When I Am Dead, Which, Given the Mood I Am in and the Unkempt Quality of My Hair, Will Be Very Soon

I just had this rather odd revelation that a high percentage of the times I’ve considered ending my own life have been under the motivation to have the last word. Maybe this will make them understand, nothing but my cold, bled out body left, communicating what no number of words or songs or pictures could: I am disconnected. You have hurt me. I don’t have enough reasons anymore.

That’s really fucked up.

I know I’m not alone in this being alone. I know there are so many of us who feel alone even in the company of many friends. We reach out in so many ways but not one sees that open hand.

In 2004 I wrote:

And that’s kind of what it comes down to. Any place can be made into a home. But a true home takes two. Alone, one can design their place how they want without conflicting aesthetic advice, they can keep it as clean or dirty as they want without anyone else complaining, they can keep the hours they want, rising early or staying up late, without disturbing anyone. But the house will still be only that. A home takes love. It doesn’t have to be between a man and a woman, it doesn’t even have to be romantic love, the “other person” doesn’t even have to live there, but people, not a person, make a home. The life of a home is contained in auras bouncing off of each other. Love, frustration, kinky sex, messy meals, obnoxious habits, conflicting opinions about the use of the remote control–these are the things that form the energy of a real home.
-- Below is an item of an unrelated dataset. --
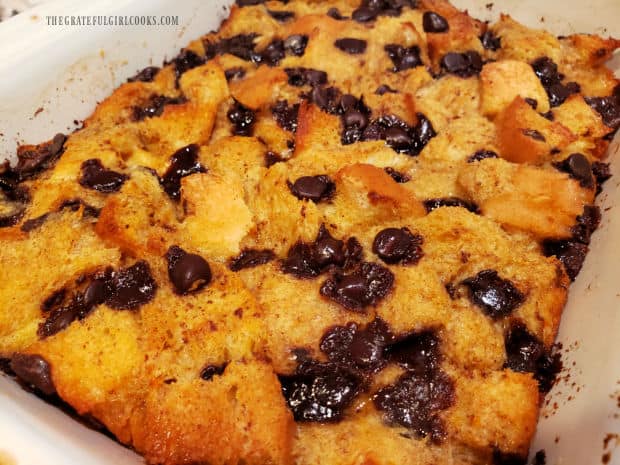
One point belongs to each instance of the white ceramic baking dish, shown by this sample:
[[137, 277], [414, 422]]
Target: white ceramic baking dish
[[53, 75]]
Grace, these days, are some drunken impersonations of this kind of intimacy.

We all walk this earth, and so few of us, really, are not aliens and strangers here. We struggle, grope, and cry out for some connection to something that is beyond this, yet it seems the more we fight off the meanies, the more mutations they take on, the more they spread their cancerous rot from across the seas to across the street to the yard to the houseplants. Next thing you know the State is knocking on your door, saying, “It’s nobody’s fault, but we have to burn your house down to prevent the spread. No hard feelings, this kind of thing happens all the time, everyone survives, best of luck in the future.”
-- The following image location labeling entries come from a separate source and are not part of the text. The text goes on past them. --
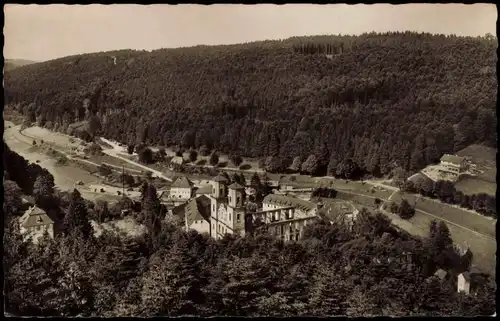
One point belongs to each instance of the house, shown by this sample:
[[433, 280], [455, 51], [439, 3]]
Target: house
[[303, 208], [204, 190], [197, 214], [441, 274], [181, 189], [227, 213], [35, 222], [452, 165], [338, 211]]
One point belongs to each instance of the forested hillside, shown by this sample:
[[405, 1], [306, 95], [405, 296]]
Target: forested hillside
[[368, 102], [371, 269]]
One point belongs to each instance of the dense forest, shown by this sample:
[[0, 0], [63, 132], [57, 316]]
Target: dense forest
[[360, 104], [371, 269]]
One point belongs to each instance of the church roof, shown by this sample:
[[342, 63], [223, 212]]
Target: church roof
[[182, 182], [236, 186], [35, 216], [220, 178]]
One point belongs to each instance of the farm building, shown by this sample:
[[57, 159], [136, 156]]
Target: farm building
[[452, 165], [35, 222]]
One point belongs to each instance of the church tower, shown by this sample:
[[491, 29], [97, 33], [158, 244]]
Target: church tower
[[236, 208], [217, 210]]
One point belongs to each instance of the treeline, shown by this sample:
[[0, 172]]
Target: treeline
[[384, 100], [446, 192], [370, 270]]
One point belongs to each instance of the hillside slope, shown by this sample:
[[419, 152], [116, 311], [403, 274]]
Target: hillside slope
[[375, 101], [10, 64]]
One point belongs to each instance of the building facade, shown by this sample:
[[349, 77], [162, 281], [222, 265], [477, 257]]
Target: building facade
[[226, 213], [34, 223], [181, 190], [452, 165]]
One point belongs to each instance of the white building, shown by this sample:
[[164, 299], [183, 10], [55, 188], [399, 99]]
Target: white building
[[223, 211], [302, 207], [197, 214], [452, 165], [181, 190], [34, 223]]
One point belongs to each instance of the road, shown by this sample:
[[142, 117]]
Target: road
[[116, 150]]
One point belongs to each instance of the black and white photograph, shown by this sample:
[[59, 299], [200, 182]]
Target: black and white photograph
[[232, 160]]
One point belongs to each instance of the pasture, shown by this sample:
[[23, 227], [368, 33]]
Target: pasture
[[470, 185]]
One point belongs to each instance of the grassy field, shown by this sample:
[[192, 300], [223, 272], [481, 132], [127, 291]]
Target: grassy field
[[455, 215], [470, 185]]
And like all those before us, we start over from nothing, hoping someday to build again. Maybe we’ll move to the desert where we think the spores don’t live. Maybe we’ll spend our weekends spraying the grass with poisons aimed at killing the fungus. Maybe we’ll move into an urban highrise with tile floors we constantly scour and bleach.

Maybe we retreat into ourselves. Convince ourselves we’re strong, that we get along, that we were made for this world. We enjoy the attention of acquaintances, the random, surface affections we pass off for true intimacy. We take pleasure in coming “home” to a house without the disarray of another human being’s touch.

But in the end, to live a perfect life is to stop being human. The ironic beauty of humanity is its almost masochistic drive to be connected to itself in ways deeper than a casual drink, a political conversation, a hilarious joke. Its desire to be one with itself, the storm cloud desperately wanting to spin down a huge tornado, chaos be damned.

Grace, these days, would be at least a toilet bowl, where the shit could spin around together for a few seconds.


…and I thought: that laugh will only mean sadness when I am dead, which, given the mood I am in and the unkempt quality of my hair, will be very soon. Those sudden melodramatic thoughts come at the end of happy sentences, like deformed punctuation marks. We’re teasing the cat with a string, laughing along, and I think, all of this will be gray ashes, or cancer lurks unbidden and inevitable. (My father used to say, “laughing ends up in crying,” but he didn’t mean this. He meant, take that lit firecracker out of your ear, funny guy.) I have come to understand the meaning of these melancholy Morisseyish moments of self-pity and desperation: it’s naptime.